Non-threadsafe code in threaded programs?

Armitage · Dec 21, 2004

Currently I have a chunk of code in one of my apps that isn't thread-safe, so I have mutex locks around all the calls to it. I suspect that this is a significant bottle neck, but before I try to rewrite or replace it (it's not my code) I'd like to make sure.

Is there any reason I can't make several copies of this function, each with a different name (ie. func() -> func_1(), func_2(), func_3()...). I could then pass the threads a paramter when they are initialized that tells them which version to use (and make sure each version is only used by a single thread).

It'd bloat the code a bit, but it should give me a feel for how much that lock contention is costing me, right?

znaps · Dec 21, 2004

Sounds like a bad way of doing it IMO. Which language are you using?

Armitage · Dec 21, 2004

Originally posted by: znaps
Sounds like a bad way of doing it IMO. Which language are you using?

Why? Is there another way to measure the impact of the lock contention? I know it's kinda klugey, but it's simple and should give me some indication if this is really a problem.
Language is C++

kamper · Dec 21, 2004

Duplicating the code wouldn't fix anything. Making sure they don't modify the same data would.

Edit: or so I think. I'm not a threading expert by any means.

Armitage · Dec 21, 2004

Originally posted by: kamper
Duplicating the code wouldn't fix anything. Making sure they don't modify the same data would.

Duplicating the code would make sure they aren't modifying the same data. The issue is that this is actually a collection of functions, and all the data is passed between them via globals. It's a port of some crufty old fortran replete with common blocks :disgust: So I figure if I put each copy in its own file, the globals will just have file scope, so each copy should be independent of the others.

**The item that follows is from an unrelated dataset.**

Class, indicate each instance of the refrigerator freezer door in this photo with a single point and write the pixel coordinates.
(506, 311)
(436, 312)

Rewriting & validating the code to be threadsafe is a fairly substantial undertaking ... I'd like to get a feel for whether it's worth it first.

Edit: or so I think. I'm not a threading expert by any means.

znaps · Dec 21, 2004

Ok, as a way of finding out if it's a bottleneck, it might be OK if you're only testing with 5 or 10 threads. I'm more of a Java guy so I can't help with specifics on other ways to do it, but I'm sure there are ways where you could test with 100's of threads and not have to write new code to deal with it.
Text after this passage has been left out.